Sur 913 logements disposant d'un DPE enregistré auprès de l'ADEME, 5,1 % sont classés F ou G, soit des passoires thermiques. En valeur absolue, cela représente environ 47 logements. La consommation moyenne s'établit à 113 kWh/m2/an, un niveau modéré qui place le parc dans une zone intermédiaire : ni catastrophique, ni exemplaire. Que dit ce chiffre pour un acheteur ? Un bien classé F est aujourd'hui encore louable, mais son interdiction à la mise en location est entrée en vigueur au 1er janvier 2025. Un bien classé G est interdit à la location depuis 2023. Si vous achetez une passoire dans l'optique de la louer, vous achetez un problème réglementaire immédiat. La décote sur une passoire peut sembler attractive à l'achat, mais les travaux de rénovation nécessaires pour atteindre la classe E minimale sont souvent sous-estimés : isolation, système de chauffage, ventilation. La rentabilité nette après travaux n'est pas garantie. Pour une résidence principale, la passoire thermique a un double coût : la facture énergétique annuelle d'abord (sur la base de 113 kWh/m2 pour un logement moyen, la facture réelle d'une passoire est sensiblement plus haute), et la décote à la revente ensuite, qui s'accentuera à mesure que les échéances réglementaires approcheront (interdiction à la location pour les E en 2034). La lecture croisée avec les prix est directe : un bien classé A ou B à Melesse peut légitimement se traiter au-dessus du P75 de 3 200 EUR/m2, tandis qu'une passoire F/G doit être négociée bien en dessous du P25 de 2 232 EUR/m2 pour que le compte soit bon après travaux.
Vivre à Melesse : services, démographie et niveau de vie ?
Melesse compte 7 541 habitants et sa population a progressé de 3,87 % en cinq ans.
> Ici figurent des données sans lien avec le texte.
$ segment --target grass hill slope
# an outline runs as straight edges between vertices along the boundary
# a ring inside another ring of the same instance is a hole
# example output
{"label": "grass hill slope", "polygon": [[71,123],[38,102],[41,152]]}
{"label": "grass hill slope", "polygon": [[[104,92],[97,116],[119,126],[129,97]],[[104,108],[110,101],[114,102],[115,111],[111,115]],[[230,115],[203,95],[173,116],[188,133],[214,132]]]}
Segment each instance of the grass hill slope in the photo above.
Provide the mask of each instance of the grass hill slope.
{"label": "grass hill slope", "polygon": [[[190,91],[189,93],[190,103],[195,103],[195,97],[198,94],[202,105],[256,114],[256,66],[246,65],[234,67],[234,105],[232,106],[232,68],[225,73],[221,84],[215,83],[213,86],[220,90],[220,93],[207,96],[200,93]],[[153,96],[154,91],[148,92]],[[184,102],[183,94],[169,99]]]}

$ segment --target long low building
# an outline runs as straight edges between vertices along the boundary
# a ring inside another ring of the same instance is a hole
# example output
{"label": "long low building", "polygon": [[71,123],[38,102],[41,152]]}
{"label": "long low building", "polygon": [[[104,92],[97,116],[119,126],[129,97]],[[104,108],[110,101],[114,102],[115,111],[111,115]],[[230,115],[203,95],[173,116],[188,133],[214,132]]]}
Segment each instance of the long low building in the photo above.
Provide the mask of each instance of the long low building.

Ce n'est pas une commune stagnante : elle attire. La dynamique est portée par un tissu économique local actif -- 263 établissements recensés, 142 créations sur les douze derniers mois -- ce qui témoigne d'une commune qui ne dépend pas uniquement de sa fonction résidentielle. Sur les équipements, les données sont contrastées. Les scores santé et commerce atteignent 100/100, signalant une dotation complète en services médicaux et commerces de proximité. Le score éducation est à 75/100, correct sans être exceptionnel. En revanche, le score transport s'établit à 50/100 et le score de localisation à 47/100. Ces deux scores interrogent directement l'acheteur qui travaille hors commune : la dépendance à la voiture est probable. C'est un facteur de coût récurrent (carburant, entretien) et un facteur de risque en cas d'évolution de la mobilité. Sur le plan socio-économique, le revenu médian par unité de consommation s'établit à 26 395 EUR selon les données IRIS/INSEE, avec un taux de pauvreté à 5,5 % et un taux de chômage à 6,4 %. Ces indicateurs situent Melesse dans une zone plutôt solide : le taux de pauvreté est nettement inférieur à la moyenne nationale (autour de 14 %), et le taux de chômage est en dessous de la moyenne nationale. Une commune où les ménages ont du pouvoir d'achat est aussi une commune où la demande immobilière se maintient structurellement. Le score de sécurité à 61/100 est dans la moyenne sans être remarquable : il ne constitue pas un repoussoir, mais ne fait pas non plus partie des arguments forts en faveur de Melesse.